Rock Paper Scissors
Poetry by Mary Oishi and Aja Oishi
Available at Amazon for 14.95
“…this collection carries both the beauty of human resilience and the searing pain of postatomic burning carnage. The poetry, like hope, is an obstinate and sturdy survivor, for ‘what could i do but write songs.’ These verses often push the envelope, asking questions that make more sense than our grammar. ‘are you out there in the stealth night on the edge of blue? listening/ are you loving me for sending you this fix of heartbreak/ slid down metal, taut and wound. electric. are you?’

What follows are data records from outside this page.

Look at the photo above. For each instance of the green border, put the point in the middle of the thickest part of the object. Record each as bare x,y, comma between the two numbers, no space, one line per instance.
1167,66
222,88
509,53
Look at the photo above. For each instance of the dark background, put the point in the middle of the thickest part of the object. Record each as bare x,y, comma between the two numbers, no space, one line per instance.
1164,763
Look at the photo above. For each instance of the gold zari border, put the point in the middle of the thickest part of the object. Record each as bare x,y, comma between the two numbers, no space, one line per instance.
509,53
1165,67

…haunting, resonant odes and the rhythmic power of promises and truth, poems spread across Hiroshima and Barcelona, Laos and Albuquerque. These poems bring the world into a familial embrace, but spit out the naked power of truth, both personal and political, as if it were a well-chewed chicken bone, gnawed raw. Through it all, this mother-daughter poetic duo reminds us that, in the beauty of human hope, ‘nothing sacred can be lost.’”

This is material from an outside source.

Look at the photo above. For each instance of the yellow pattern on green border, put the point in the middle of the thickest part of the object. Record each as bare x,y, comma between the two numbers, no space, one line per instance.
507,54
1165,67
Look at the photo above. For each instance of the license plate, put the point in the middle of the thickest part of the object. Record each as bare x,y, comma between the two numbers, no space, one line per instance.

-Carmen Tafolla, State Poet Laureate of Texas
Join Mary and Aja for their official Book Release at Bookworks ABQ on June 8th at 6pm.
Mary Oishi
Mary Oishi has two poetic voices: one stark and simple like that of her Japanese ancestors, and one that echoes the rhythms of preachers from her upbringing by her American father’s fundamentalist relatives. Both voices sing her songs of truth and social justice. She is the author of Spirit Birds They Told Me (2011) and is one of twelve U.S. poets in 12 Poetas: Antologia De Nuevos Poetas Estadounidenses (2017), a project of the Mexican Ministry of Culture. Her poems have appeared in Mas Tequila Review, Malpais Review, Harwood Anthology, Sinister Wisdom, and other print and digital publications. Oishi is a public radio personality since 1996, most at KUNM-FM Albuquerque, where she hosts The Blues Show.
Aja Oishi
Aja Oishi lives in northern New Mexico. Her writing draws from ecology, anthropology, and the years she spent in Spain, Japan, and New Zealand. She revels in the uncaged world and makes a living (and a life) by fighting for prisoners as an appellate public defender. This is her first collection of poetry.